Gilts outperformed at the end of a week that saw the yield on 10-year Gilts drop by 18 basis points - their largest weekly drop since January - as incoming economic data suggested the economy might be slowing sharply going into the 23 June referendum.

That made for a stark contrast with the performance of US Treasuries on Friday, which retreated on expectations the April jobs report will see the central bank hold off from hiking interest rates until September.

Economists' reactions to the latest figures on the state of the labour market were not particularly downbeat; indeed, many pointed to "strong" details in the report.
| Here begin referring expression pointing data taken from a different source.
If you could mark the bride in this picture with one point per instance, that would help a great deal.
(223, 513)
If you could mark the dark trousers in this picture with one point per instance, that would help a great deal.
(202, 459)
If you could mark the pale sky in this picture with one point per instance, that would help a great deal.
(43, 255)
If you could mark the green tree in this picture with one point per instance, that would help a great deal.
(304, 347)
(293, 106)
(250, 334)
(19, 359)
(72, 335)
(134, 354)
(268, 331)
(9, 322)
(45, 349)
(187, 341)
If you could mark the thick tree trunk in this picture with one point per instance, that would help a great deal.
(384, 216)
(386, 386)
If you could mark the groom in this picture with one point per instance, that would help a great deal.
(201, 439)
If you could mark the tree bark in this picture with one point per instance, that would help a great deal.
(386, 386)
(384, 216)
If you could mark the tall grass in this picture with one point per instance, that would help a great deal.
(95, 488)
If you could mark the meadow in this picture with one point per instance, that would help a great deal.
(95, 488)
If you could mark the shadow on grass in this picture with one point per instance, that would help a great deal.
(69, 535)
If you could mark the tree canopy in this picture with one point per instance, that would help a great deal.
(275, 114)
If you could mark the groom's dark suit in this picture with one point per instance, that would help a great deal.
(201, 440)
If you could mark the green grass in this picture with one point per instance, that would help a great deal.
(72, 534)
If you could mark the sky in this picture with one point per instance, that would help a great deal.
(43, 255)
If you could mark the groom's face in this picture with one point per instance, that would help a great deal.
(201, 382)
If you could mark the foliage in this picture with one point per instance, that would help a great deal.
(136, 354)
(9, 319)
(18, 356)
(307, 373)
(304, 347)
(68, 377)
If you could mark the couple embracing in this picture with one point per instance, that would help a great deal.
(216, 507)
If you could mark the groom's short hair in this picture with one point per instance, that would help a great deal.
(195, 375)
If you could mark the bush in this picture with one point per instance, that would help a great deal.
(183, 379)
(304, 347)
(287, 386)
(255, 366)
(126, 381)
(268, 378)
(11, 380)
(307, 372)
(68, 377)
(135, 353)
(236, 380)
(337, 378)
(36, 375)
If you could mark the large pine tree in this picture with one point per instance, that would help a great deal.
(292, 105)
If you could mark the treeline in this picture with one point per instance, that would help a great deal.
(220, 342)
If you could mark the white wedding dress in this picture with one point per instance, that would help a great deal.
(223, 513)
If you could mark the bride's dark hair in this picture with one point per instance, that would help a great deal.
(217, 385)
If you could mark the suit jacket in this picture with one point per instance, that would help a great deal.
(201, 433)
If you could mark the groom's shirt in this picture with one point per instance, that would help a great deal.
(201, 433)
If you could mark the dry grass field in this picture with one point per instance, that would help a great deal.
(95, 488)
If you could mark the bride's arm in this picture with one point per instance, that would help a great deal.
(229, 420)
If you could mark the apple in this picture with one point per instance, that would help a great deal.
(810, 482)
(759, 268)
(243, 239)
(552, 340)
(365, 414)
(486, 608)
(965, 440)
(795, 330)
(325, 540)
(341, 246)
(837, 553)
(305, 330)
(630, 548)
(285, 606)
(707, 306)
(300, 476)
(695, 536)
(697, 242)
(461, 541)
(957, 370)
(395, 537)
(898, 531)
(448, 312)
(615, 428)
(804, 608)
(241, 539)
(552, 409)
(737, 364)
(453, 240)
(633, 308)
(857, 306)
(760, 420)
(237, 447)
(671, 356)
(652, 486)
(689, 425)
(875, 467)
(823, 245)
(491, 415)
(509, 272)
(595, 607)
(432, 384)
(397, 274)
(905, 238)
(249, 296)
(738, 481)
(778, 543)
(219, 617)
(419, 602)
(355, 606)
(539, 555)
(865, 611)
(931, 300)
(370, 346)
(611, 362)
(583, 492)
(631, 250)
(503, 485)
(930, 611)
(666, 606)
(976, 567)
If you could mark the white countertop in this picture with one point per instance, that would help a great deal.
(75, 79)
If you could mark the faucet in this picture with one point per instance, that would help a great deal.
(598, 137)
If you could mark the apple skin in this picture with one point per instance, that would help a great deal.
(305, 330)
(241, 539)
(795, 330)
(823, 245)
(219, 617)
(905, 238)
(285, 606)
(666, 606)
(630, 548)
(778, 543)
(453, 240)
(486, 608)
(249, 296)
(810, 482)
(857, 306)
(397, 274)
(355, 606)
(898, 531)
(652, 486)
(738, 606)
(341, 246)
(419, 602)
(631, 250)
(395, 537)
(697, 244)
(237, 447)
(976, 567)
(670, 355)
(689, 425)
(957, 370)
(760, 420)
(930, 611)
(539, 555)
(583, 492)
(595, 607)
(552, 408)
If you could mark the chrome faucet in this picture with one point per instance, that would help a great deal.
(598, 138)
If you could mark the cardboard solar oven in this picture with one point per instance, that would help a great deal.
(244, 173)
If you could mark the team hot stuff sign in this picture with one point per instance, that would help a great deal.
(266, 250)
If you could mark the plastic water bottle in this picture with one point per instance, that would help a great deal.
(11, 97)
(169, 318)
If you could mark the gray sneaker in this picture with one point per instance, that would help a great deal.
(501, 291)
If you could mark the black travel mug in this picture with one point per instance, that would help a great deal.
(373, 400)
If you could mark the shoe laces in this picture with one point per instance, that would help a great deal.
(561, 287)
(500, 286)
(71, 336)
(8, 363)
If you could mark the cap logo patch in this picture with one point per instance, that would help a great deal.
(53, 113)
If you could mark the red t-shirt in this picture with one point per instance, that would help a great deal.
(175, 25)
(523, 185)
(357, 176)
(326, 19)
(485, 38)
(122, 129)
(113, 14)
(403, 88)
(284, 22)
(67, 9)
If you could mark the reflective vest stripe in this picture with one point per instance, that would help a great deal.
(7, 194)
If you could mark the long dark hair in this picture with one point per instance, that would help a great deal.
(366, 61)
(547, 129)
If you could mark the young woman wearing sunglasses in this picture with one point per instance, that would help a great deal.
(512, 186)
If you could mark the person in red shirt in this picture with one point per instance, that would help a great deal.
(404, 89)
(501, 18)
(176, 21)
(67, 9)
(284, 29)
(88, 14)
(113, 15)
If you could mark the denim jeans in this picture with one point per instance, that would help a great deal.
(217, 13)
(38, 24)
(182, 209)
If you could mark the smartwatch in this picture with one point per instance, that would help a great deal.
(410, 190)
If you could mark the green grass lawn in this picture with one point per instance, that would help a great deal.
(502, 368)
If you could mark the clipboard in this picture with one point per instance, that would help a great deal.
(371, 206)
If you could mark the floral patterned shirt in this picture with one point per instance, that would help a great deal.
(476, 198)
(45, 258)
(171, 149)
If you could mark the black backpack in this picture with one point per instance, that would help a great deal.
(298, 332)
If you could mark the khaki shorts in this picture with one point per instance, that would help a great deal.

However, acting as a backdrop the likes of Bill Gross at Janus Capital and S&P Global's chief economist could be seen bringing up the topic of so-called 'helicopter money', with the former stressing the need for fiscal stimulus Stateside in an interview with Bloomberg Radio.

Their remarks come amid persistent downbeat views on China's economy.

Italian and Spanish 10-year bonds came under pressure too, with market commentary highlighting the current difficult situation in Italy's financial system and political gridlock in Spain.

That saw the yield spread between 10-year bonds in Germany and those from Italy and Spain rise to two month highs of 135 and 145 basis points, respectively.

Bunds were the main beneficiaries of the search by investors for safe-havens ahead of the Brexit referendum, the Spanish elections and the Fed's June policy meeting, with Bunds also seeing their best performance since January.

To take note of, on Friday afternoon the president of the Federal Reserve bank of New York, William Dudley, told The New York Times the US central bank might still raise rates twice in 2016, despite the April jobs numbers.

As an aside, markets also took note of Goldman Sachs's decision on Friday to deepen job cuts at its fixed income trading arm, taking them to 10% for the full year as daily trading revenues fail to revert to past patterns.